MELISSA BLOCK, HOST:

Now a story of lost and found. It was 2012. A man from Idaho went fishing on Wyoming's Salt River with his father.

DON GONYEA, HOST:

John Cassinelli says he and his dad were having a nice time.

JOHN CASSINELLI: Had a pretty good day of fishing, and, of course, I had my camera with to take pictures and - of all the fish we caught.

GONYEA: The elder Cassinelli put the digital camera back in its case. His son wanted to look at the photos when they got back to Idaho, but they couldn't find it.

CASSINELLI: We must've knocked the camera off the side of the boat and it fallen in the river.

BLOCK: Once they realized what happened, there wasn't much to do.

CASSINELLI: We wrote it off. It was gone forever, and we would probably never see it again.

BLOCK: Two freezing Wyoming winters went by. Then last fall, some angels arrived.

GONYEA: That would be Cindy Fay Angell and Blake Angell - real angels. And they went fishing on the Salt River and saw something fishy in the water.

BLOCK: OK, there it was - the camera.

CASSINELLI: They took it home and pulled the batteries out of it and stuck it in a bowl of rice to dry it out then threw some batteries back in it, and lo and behold, it fired right back up and turned on.

BLOCK: The Sony Cybershot is not advertised as waterproof, but it survived two years submerged.

GONYEA: The Angells intended to find the owner, but it wasn't until just a few weeks ago that they posted some of the camera's pictures on Facebook.

CASSINELLI: And they just sort of randomly picked five photos to make a collage and say does anybody know these people? We found their camera.

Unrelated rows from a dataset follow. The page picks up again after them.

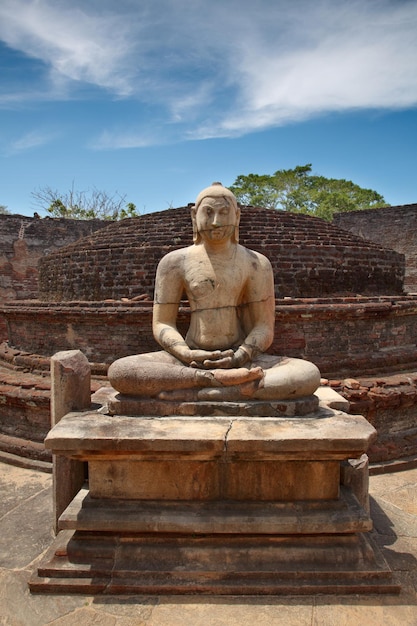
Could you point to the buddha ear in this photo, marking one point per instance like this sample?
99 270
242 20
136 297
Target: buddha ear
196 234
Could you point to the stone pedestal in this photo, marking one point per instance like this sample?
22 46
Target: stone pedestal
218 505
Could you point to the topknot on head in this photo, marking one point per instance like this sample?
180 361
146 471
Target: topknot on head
216 190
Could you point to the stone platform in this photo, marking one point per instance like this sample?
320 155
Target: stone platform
224 505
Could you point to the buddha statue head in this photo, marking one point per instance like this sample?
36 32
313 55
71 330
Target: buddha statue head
216 195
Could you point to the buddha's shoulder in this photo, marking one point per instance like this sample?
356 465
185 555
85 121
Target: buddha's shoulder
252 256
176 256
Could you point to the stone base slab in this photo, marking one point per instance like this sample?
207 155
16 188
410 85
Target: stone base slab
212 564
214 505
118 404
342 515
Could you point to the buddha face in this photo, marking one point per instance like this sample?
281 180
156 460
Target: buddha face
215 219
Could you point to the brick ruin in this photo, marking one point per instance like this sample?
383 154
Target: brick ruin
393 227
340 303
23 242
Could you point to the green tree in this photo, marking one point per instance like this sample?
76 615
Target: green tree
84 205
299 191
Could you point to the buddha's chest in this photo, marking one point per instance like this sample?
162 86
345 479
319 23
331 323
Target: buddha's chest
214 284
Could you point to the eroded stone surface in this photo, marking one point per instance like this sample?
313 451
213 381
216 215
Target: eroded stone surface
230 289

BLOCK: And last week, John Cassinelli was at work at the Idaho Department of Fish and Game...

CASSINELLI: And one of my co-workers came in with her smartphone and asked me did you lose a camera?

BLOCK: He didn't even think about that old Sony camera in the Salt River.

CASSINELLI: It all came kind of rushing back to me all at once that I'd actually lost a camera there.

GONYEA: You never know when a Facebook-using angel may appear.

CASSINELLI: And I guess the moral of the story is number one, social media is a very powerful tool, and I guess the second moral would be you think something's gone forever, there's always a chance it can make it back to you.